Dialogues

Truth and Crime

Dear Professor Amar,

       I believe that the Constitution is a living and evolving document whose general terms should be interpreted in a manner consistent with the realities of the age. Today’s realities make a tort remedy unworkable against police who deliberately violate even the most basic protections of the Bill of Rights–so long as they pick the targets of their lawlessness well. Juries will simply not punish overzealous police by rewarding criminals with monetary damages. That is why some sort of exclusionary mechanism is needed to enforce the Fourth and Fifth amendments. I wish it were not so because I don’t like exclusionary rules (some, by the way, are imposed against the defense; I wish you would speak out as forcefully about those as you do about exclusionary rules directed against the prosecution).

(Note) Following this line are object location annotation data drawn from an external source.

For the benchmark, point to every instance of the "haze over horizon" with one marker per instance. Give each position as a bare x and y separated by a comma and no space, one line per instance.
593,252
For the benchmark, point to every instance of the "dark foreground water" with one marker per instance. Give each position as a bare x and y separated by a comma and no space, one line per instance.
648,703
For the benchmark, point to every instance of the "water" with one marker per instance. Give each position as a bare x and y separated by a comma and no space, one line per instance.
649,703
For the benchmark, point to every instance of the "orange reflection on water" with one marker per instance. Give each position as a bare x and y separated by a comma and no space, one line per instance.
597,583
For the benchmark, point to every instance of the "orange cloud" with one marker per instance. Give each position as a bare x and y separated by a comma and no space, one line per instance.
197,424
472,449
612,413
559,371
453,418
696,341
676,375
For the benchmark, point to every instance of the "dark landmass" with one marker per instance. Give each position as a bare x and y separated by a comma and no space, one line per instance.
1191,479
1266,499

I believe some exclusionary rules may be a necessary evil in the absence of other equally effective mechanisms.
       You correctly observed that the exclusionary rule was not a part of our jurisprudence for most of American history, but neither were mandatory pretrial depositions by criminal defendants. As a constitutional literalist, you can’t have it both ways. Either we are or are not bound by the text, original meaning, and early history. I agree with Justice Jackson that we should not read our Constitution as we read a last will and testament, lest it become one.

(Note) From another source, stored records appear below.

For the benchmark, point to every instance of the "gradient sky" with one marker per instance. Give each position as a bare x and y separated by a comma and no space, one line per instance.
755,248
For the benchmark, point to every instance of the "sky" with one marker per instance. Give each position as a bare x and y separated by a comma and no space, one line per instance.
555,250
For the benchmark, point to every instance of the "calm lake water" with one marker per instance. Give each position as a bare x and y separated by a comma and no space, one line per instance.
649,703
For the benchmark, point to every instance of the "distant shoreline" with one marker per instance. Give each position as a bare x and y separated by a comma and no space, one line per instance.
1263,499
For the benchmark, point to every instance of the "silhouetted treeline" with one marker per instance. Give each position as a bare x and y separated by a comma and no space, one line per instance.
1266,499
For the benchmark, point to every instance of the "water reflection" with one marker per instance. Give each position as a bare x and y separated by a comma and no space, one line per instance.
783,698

       You are surely right about one matter: I do believe that the Bill of Rights was designed to protect the guilty as well as the innocent. Indeed certain provisions–especially the prohibition against cruel and unusual punishment–are clearly directed at the guilty. I believe, with Churchill, that a society should be judged by the way it treats its most despised. The current campaign against criminal-defense lawyers who represent the guilty as well as the innocent endangers the liberty of all Americans.